Kemudian ia beralih menyusuri rak yang berisi roti-roti, ia mengambil roti sobek yang disukainya dan mengambil beberapa varian rasa, buat stok.
Tiba-tiba, Sukma melihat seorang wanita tua yang sedang kebingungan. 'Kenapa, tuh Ibu? ... kayaknya lagi gelisah? Kenapa, ya? Kok pucet banget.' pikir Sukma dalam hati yang membuatnya melangkah mendekati ibu paruh baya itu dengan rasa iba.
"Maaf, Bu. Ada yang bisa Sukma bantu? Apakah Ibu sakit?" Sukma bertanya dengan penuh perhatian.
"Eh, Nak ... Dompet Ibu kecopetan, Ibu bingung harus gimana. Mana pulsa Ibu habis, mau pulang gak ada uang," sahutnya dengan nada memelas.
Sukma menatap ibu itu dengan iba, seolah ikut merasakan apa yang dialaminya. Perlahan ia mencoba menuntunnya untuk duduk dan menenangkannya, "Ibu, yang sabar, ya," katanya lembut.
Sukma tersenyum dan sesekali menepuk lembut tangannya. Terlihat wajah yang sedih dan sedikit pucat. Sukma kemudian berdiri dan berinisiatif membelikan makanan ringan untuk bisa dimakan olehnya.
Sukma beranjak ke arah kasir untuk membeli sesuatu, dan kemudian memberikan makanan ringan kepadanya. Ibu itu terlihat terkejut, namun ia tetap menerima dan memakan roti serta minum teh tanpa banyak bicara.
Sukma memperhatikannya dengan penuh iba, sambil berpikir. 'Kasihan amat Ibu ini? Kemana keluarganya, ya?'
Sesekali, Sukma mencoba mencairkan suasana dengan candaan kecil, membuat wanita itu tertawa. Setelah terlihat lebih tenang, dengan lembut dan penuh perhatian Sukma bertanya. "Gimana, Bu? Udah mendingan?"
Ia tersenyum. "Sudah, Nak. Terima kasih, ya," katanya dengan nada yang lebih santai.

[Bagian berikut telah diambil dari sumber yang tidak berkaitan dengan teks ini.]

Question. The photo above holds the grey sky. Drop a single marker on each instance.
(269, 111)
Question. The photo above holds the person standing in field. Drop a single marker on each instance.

Sukma tersenyum, membalas senyumannya, dan berkata, "Sama-sama, Bu. Senang bisa membantu Ibu."
Sukma memang paling pintar menghidupkan suasana, saking pintarnya Sukma sanggup membuat onar seperti tadi, saat tabrakan.
"Oh iya, bagaimana, Bu? Apakah Ibu mau saya antar atau ... saya pesankan Grab?" tanya Sukma dengan ramah.
"Sekali lagi, terima kasih kasih, ya. Ibu sangat beruntung bisa ketemu kamu ...," sahutnya sambil menatap Sukma dengan tatapan yang dalam, talembut.
Ia kemudian melanjutkan kata-katanya. "Beruntungnya pria yang bisa menjadi pendamping kamu. Mm ... kalo kamu mau, jadi mantu Ibu aja, ya?"
Ibu itu tersenyum yang kemudian mengelus rambut panjang Sukma yang duduk di sampingnya.
"Ah, Ibu bisa aja. Mana mau anak Ibu sama saya," sahut Sukma lembut yang kemudian mengalihkan pembicaraan, "Jadinya gimana, Bu?"
Akhirnya ia meminjam ponsel Sukma untuk menghubungi anaknya agar menjemputnya.
Tidak terasa, mereka berbicara panjang lebar, hingga akhirnya sebuah Pajero hitam memasuki parkiran. Ibu itu langsung tersenyum lega ketika melihat mobil anaknya datang.
Tiba-tiba seorang pria turun dari mobil. Ia memiliki tubuh yang tinggi dan atletis, dengan wajah yang tampan dan berwibawa. Rambutnya yang hitam dan rapi dipotong pendek, menambah kesan maskulin pada dirinya.
Kemeja yang ia kenakan berwarna putih dengan lengan panjang, membuatnya terlihat rapi dan profesional. Namun, ada sesuatu yang familiar tentang pria itu, sesuatu yang membuat Sukma merasa seolah-olah ia pernah melihatnya sebelumnya, tapi tidak bisa mengingat dengan jelas karena melihatnya dari kejauhan.
Pria itu memiliki senyum yang hangat dan ramah, tapi ada sedikit kesan misterius di balik senyumnya, membuatnya terlihat lebih menarik dan membuat Sukma penasaran tentang siapa sebenarnya pria itu.
Ketika ibu itu menghampirinya dan hendak pergi, Sukma tiba-tiba melihatnya berbisik kepada anaknya, dan kemudian, wanita itu menoleh ke arah Sukma dengan pandangan yang aneh ....
***
"Don't judge a book by its cover."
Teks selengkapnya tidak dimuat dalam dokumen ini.